I'm new to web development and working with Elastic, and I'm currently migrating a project from Elastic NEST v7 to the .NET Elastic Client v8. I've encountered an issue with bulk indexing in one of the projects.
What works
The following method works as expected and I can see the documents have been indexed when I check the Elastic Cloud:
public static async Task Flush()
{
if (Instance._messageList.Count == 0)
return;
try
{
List<object> messageList;
lock (_padlock)
{
if (Instance._messageList.Count == 0)
return;
messageList = new List<object>(Instance._messageList);
Instance._messageList.Clear();
Instance._lastFlush = DateTime.Now;
}
if (messageList.Count == 0)
return;
var bulkResponse = await Instance._client.BulkAsync(x => x
.Index(_elasticIndex)
.IndexMany(messageList));
if (bulkResponse.Errors)
{
foreach (var item in bulkResponse.ItemsWithErrors)
{
Logger.LogError(item.Error?.Reason, null, true);
}
}
}
catch (Exception ex)
{
Debug.WriteLine(ex);
Logger.LogError(ex);
}
}
The messageList payload:
[0] { index = { _index = "working_index" } }
[1] { version = "1.0", short_message = "test (flushed)", full_message = "", host = "HOSTNAME", applicationname = "***", logic_facility = "***", level = 7, category = "", timestamp = "2024-12-12T15:49:46.000000" }
The response:
'Valid Elasticsearch response built from a successful (200) low level call on POST: /lworking_index/_bulk?pretty=true&error_trace=true
# Audit trail of this API call:
- [1] HealthyResponse: Node: https://b7da72d8bd20404fb73eb8f3eca72424.europe-west1.gcp.cloud.es.io:9243/ Took: 00:00:00.6847335
# Request:
{"index":{}}
{"index":{"_index":"working_index"}}
{"index":{}}
{"version":"1.0","short_message":"\r\ntest (flushed)","full_message":"","host":"HOSTNAME","applicationname":"***","logic_facility":"***","level":7,"category":"","timestamp":"2024-12-12T17:27:20.000000"}
# Response:
{
"errors" : false,
"took" : 0,
"items" : [
{
"index" : {
"_index" : "working_index",
"_id" : "uaDpu5MBZyEfzT_DmF1O",
"_version" : 1,
"result" : "created",
"_shards" : {
"total" : 2,
"successful" : 2,
"failed" : 0
},
"_seq_no" : 1806437,
"_primary_term" : 31,
"status" : 201
}
},
{
"index" : {
"_index" : "working_index",
"_id" : "uqDpu5MBZyEfzT_DmF1O",
"_version" : 1,
"result" : "created",
"_shards" : {
"total" : 2,
"successful" : 2,
"failed" : 0
},
"_seq_no" : 1806438,
"_primary_term" : 31,
"status" : 201
}
}
]
}
# TCP states:
Established: 30
TimeWait: 9
# ThreadPool statistics:
Worker:
Busy: 2
Free: 32765
Min: 16
Max: 32767
IOCP:
Busy: 0
Free: 1000
Min: 1
Max: 1000'
My elastic client settings:
var settings = new ElasticsearchClientSettings(new Uri(logSettings.LoggingUri))

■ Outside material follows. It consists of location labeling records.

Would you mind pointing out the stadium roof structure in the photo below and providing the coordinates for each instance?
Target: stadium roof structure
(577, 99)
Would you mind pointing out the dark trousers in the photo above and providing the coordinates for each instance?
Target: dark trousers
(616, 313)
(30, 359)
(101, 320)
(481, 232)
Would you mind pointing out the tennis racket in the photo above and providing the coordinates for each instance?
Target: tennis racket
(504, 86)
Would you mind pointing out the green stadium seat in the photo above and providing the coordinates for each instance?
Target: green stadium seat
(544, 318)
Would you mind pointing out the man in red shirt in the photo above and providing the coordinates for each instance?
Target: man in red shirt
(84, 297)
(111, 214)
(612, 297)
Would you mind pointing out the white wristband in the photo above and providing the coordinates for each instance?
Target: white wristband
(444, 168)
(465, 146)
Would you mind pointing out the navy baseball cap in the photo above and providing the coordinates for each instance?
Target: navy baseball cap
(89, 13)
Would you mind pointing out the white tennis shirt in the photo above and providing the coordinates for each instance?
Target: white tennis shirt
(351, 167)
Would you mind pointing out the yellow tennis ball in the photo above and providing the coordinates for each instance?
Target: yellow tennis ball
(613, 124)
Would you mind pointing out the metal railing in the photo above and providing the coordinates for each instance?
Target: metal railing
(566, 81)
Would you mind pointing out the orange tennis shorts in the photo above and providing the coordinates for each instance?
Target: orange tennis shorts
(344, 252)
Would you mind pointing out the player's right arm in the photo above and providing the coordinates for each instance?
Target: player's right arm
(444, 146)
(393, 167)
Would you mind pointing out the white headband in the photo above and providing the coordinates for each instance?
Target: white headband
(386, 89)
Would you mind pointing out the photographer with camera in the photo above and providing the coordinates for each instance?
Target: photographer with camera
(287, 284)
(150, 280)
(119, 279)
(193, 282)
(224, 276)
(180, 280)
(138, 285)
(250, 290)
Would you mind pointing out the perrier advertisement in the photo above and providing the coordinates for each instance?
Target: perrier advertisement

.DefaultIndex(_elasticIndex)
.RequestTimeout(TimeSpan.FromMinutes(5d))
.EnableHttpCompression()
.Authentication(new BasicAuthentication("working_index", "xxx"))
.EnableDebugMode();
What doesn't work
The following method does not work as expected. It returns a successfully however, I can not see the indexed documents when I check the Elastic Cloud:
public async Task<bool> BulkIndex(object[] docs)
{
if (docs == null || docs.Length == 0) return false;
var response = await _elastic.BulkAsync(x => x
.Index(_elastic.ElasticsearchClientSettings.DefaultIndex)
.IndexMany(docs)
);
return response.IsValidResponse;
}
The docs payload:
[0] { index = { _index = "broken_index" } }
[1] { TransactionDate = {12/12/2024 18:41:59}, ClickDate = {12/12/2024 18:41:59} }
The response:
Valid Elasticsearch response built from a successful (200) low level call on POST: /broken_index/_bulk?pretty=true&error_trace=true
# Audit trail of this API call:
- [1] HealthyResponse: Node: https://b7da72d8bd20404fb73eb8f3eca72424.europe-west1.gcp.cloud.es.io:9243/ Took: 00:00:01.1513287
# Request:
{"index":{}}
{"index":{"_index":"broken_index"}}
{"index":{}}
{"transactionDate":"2024-12-12T18:41:59.1448351+01:00","clickDate":"2024-12-12T18:41:59.1448428+01:00"}
# Response:
{
"errors" : false,
"took" : 0,
"items" : [
{
"index" : {
"_index" : "broken_index",
"_id" : "eDn2u5MBwRlDSf6Nzl8G",
"_version" : 1,
"result" : "created",
"_shards" : {
"total" : 2,
"successful" : 2,
"failed" : 0
},
"_seq_no" : 102421921,
"_primary_term" : 78,
"status" : 201
}
},
{
"index" : {
"_index" : "broken_index",
"_id" : "eTn2u5MBwRlDSf6Nzl8G",
"_version" : 1,
"result" : "created",
"_shards" : {
"total" : 2,
"successful" : 2,
"failed" : 0
},
"_seq_no" : 102421922,
"_primary_term" : 78,
"status" : 201
}
}
]
}
# TCP states:
Established: 24
TimeWait: 9
SynSent: 6
CloseWait: 2
# ThreadPool statistics:
Worker:
Busy: 1
Free: 32766
Min: 16
Max: 32767
IOCP:
Busy: 0
Free: 1000
Min: 1
Max: 1000
My elastic client settings:
var productionSettings = new ElasticsearchClientSettings(new Uri(Constants.Elastic.ProductionApiBaseUrl))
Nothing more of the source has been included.